Background for High Performance
Astronomical Data Processing
Astronomical Data Reduction
The aperture synthesis technique makes it possible to
achieve high resolution without having to build radio
telescopes tens of kilometers in diameter. An array of a
large number of antennas all interconnected as
interferometers measures simultaneously a large number of
spatial frequency Fourier components; the radio image (with
an angular resolution determined by the separation of the
individual antennas) is then formed in a digital computer by
Fourier transformation of the observed visibilities. Because
the images produced by a synthesis array are formed in a
digital computer by Fourier transformation of the observed
visibilities, the computer system is an integral part of the
synthesis array telescope - its image-forming element. The
computational requirements are not driven solely by the
single FFT of the observed visibilities required to produce
an image, but by algorithms developed to overcome two
factors which greatly degrade performance. Sparse sampling
of the aperture plane results in strong sidelobes
(i.e., large spurious responses away from the principal
maximum); this instrumental signature may be removed by
computationally intensive non-linear deconvolution
techniques. Time varying systematic errors due to
instrumental and atmospheric instabilities also degrade
image quality; a powerful but computationally intensive
method called self-calibration of correcting for rapid
atmospheric and instrumental distortions has been developed.
Together, deconvolution and self-calibration techniques can
provide several orders of magnitude improvement in the
fidelity of images produced by radio synthesis arrays.
Many of the most computationally intensive observations
are spectral line observations, where hundreds or thousands
of images of the same region are to be obtained
simultaneously, each at a slightly shifted frequency.
Because each of these images may be treated as independent
from the others, this is a completely parallelizable
problem. The solution is simply to have each of the
available processors handle the image construction for one
of the spectral line channels. If the number of processors
is less than the number of channels, a scheduling system can
keep processors supplied with new data until all spectral
channels have been processed. The separate results can then
be combined into a single data cube for visualization and
analysis.
IMAGER: A Prototype Spectral Line Imaging System
The first step of the high performance Astronomical
Image Processing was to develop a prototype system
within the radio synthesis array software system SDE (Software
Development Environment). The SDE code was implemented in
a parallel fashion with the IMAGER package.
IMAGER
documentation (PostScript,
169 kB) is available. Code for gridding observed
visibility data, Fourier transforming the data into the
image plane, and performing a non-linear deconvolution
has been implemented.
The IMAGER package uses the miriad user interface to
the available tasks which are set up as a pipeline.

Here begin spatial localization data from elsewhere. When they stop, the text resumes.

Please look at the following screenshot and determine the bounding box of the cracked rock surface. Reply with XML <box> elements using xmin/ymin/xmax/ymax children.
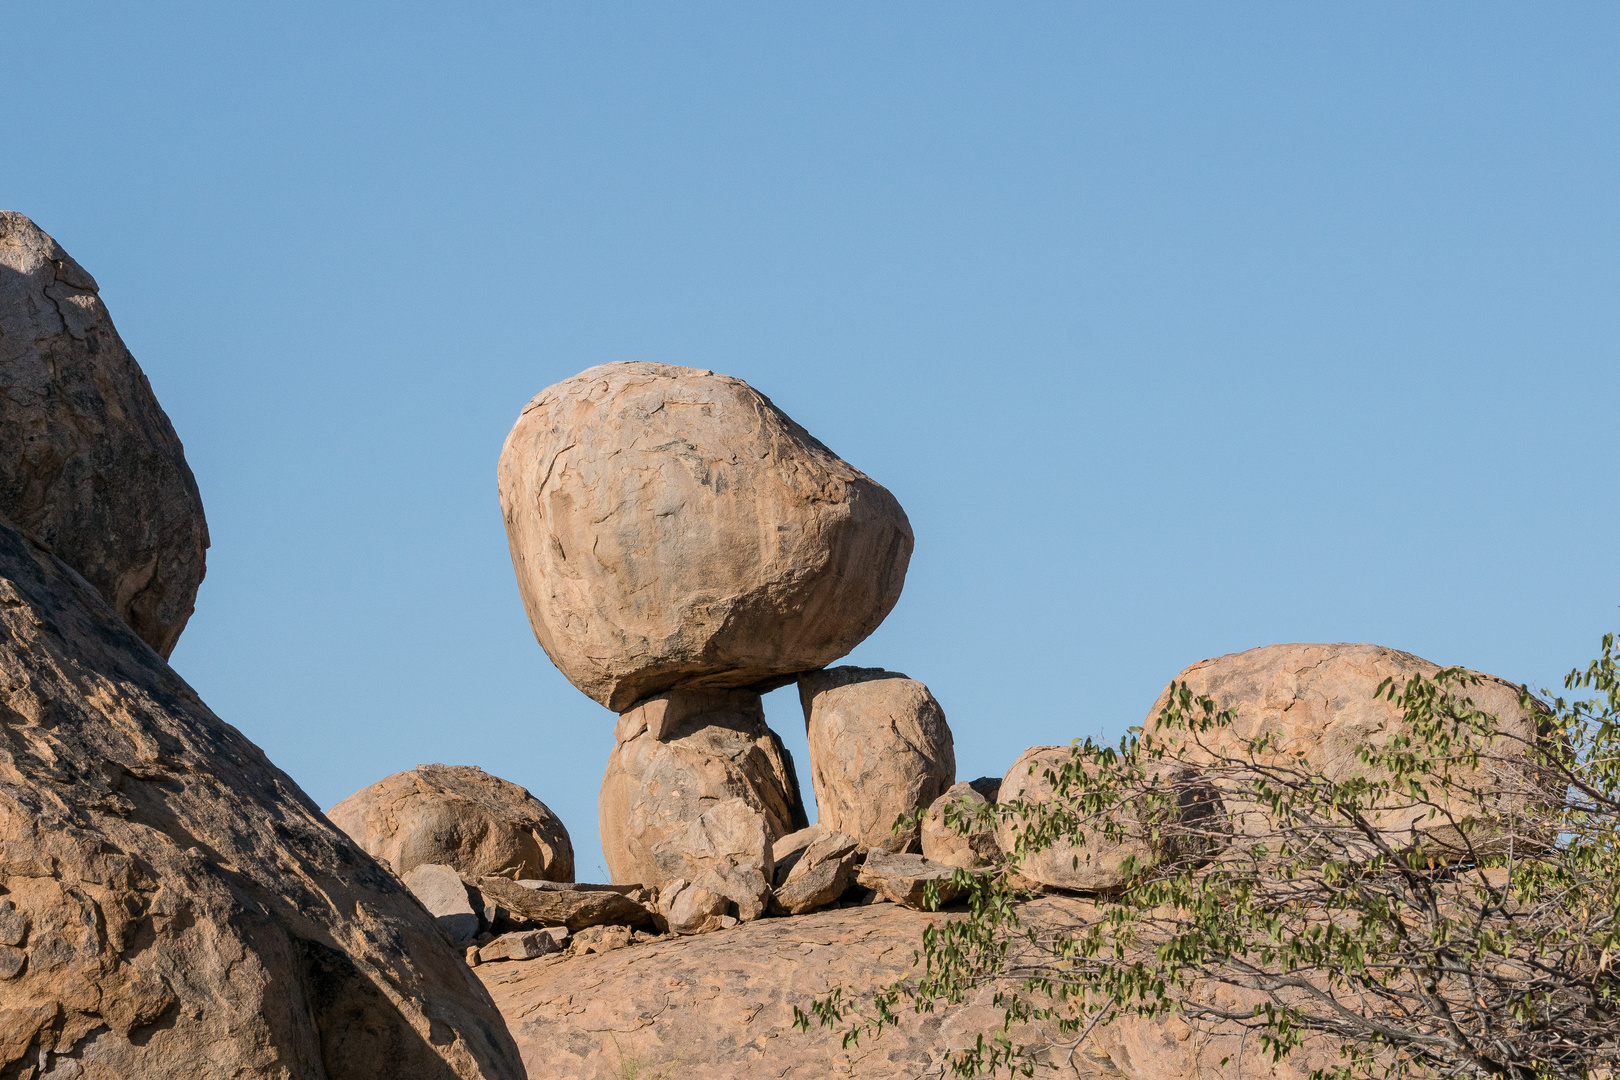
<box><xmin>498</xmin><ymin>361</ymin><xmax>913</xmax><ymax>712</ymax></box>
<box><xmin>0</xmin><ymin>520</ymin><xmax>523</xmax><ymax>1080</ymax></box>
<box><xmin>0</xmin><ymin>212</ymin><xmax>208</xmax><ymax>658</ymax></box>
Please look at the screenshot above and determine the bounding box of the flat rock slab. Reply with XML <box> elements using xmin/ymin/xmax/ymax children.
<box><xmin>477</xmin><ymin>899</ymin><xmax>1310</xmax><ymax>1079</ymax></box>
<box><xmin>403</xmin><ymin>863</ymin><xmax>481</xmax><ymax>943</ymax></box>
<box><xmin>473</xmin><ymin>876</ymin><xmax>655</xmax><ymax>933</ymax></box>
<box><xmin>857</xmin><ymin>850</ymin><xmax>972</xmax><ymax>909</ymax></box>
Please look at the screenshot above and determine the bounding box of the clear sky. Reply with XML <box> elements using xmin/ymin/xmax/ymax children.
<box><xmin>7</xmin><ymin>4</ymin><xmax>1617</xmax><ymax>880</ymax></box>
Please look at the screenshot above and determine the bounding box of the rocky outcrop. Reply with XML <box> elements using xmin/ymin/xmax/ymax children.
<box><xmin>0</xmin><ymin>212</ymin><xmax>208</xmax><ymax>659</ymax></box>
<box><xmin>599</xmin><ymin>689</ymin><xmax>806</xmax><ymax>901</ymax></box>
<box><xmin>477</xmin><ymin>897</ymin><xmax>1312</xmax><ymax>1079</ymax></box>
<box><xmin>922</xmin><ymin>777</ymin><xmax>1003</xmax><ymax>868</ymax></box>
<box><xmin>799</xmin><ymin>667</ymin><xmax>955</xmax><ymax>852</ymax></box>
<box><xmin>0</xmin><ymin>520</ymin><xmax>522</xmax><ymax>1079</ymax></box>
<box><xmin>498</xmin><ymin>362</ymin><xmax>914</xmax><ymax>712</ymax></box>
<box><xmin>328</xmin><ymin>763</ymin><xmax>574</xmax><ymax>882</ymax></box>
<box><xmin>1145</xmin><ymin>643</ymin><xmax>1545</xmax><ymax>857</ymax></box>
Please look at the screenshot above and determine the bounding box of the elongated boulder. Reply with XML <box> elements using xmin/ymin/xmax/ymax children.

The pipeline of tasks is carried out separately for
each channel. Individual channels are sent to
separate processors and for concurrent operation.
There is some time spent in a serial setup (usually
done only once) and beyond that the number-crunching
tasks are parallelized with nearly linear speedup with
the number of processors. Currently, the IMAGER
package is installed on the NCSA SGI systems.
|
The
SGI Origin 2000 at NCSA
|
The underlying 2-dimensional data reduction programs
that are used to carry out the processing of
individual channels are from SDE. In SDE the
visibility and image data is assumed to fit into the
virtual memory. IMAGER was created to run optimally
on the parallel SGI systems at NCSA. The total
physical memory of the Origin2000 is 4 - 64 GB
(depending on the machine); thus almost
all problems will fit into physical memory and will
not require the program swapping to disk. SDE
requires visibility data to be in UVFITS format with
each channel in a separate file. Additionally,
multiple pointing data sets have all pointings in a
special ``mosaic'' database. Thus, functionality for
data conversion is included in the IMAGER package.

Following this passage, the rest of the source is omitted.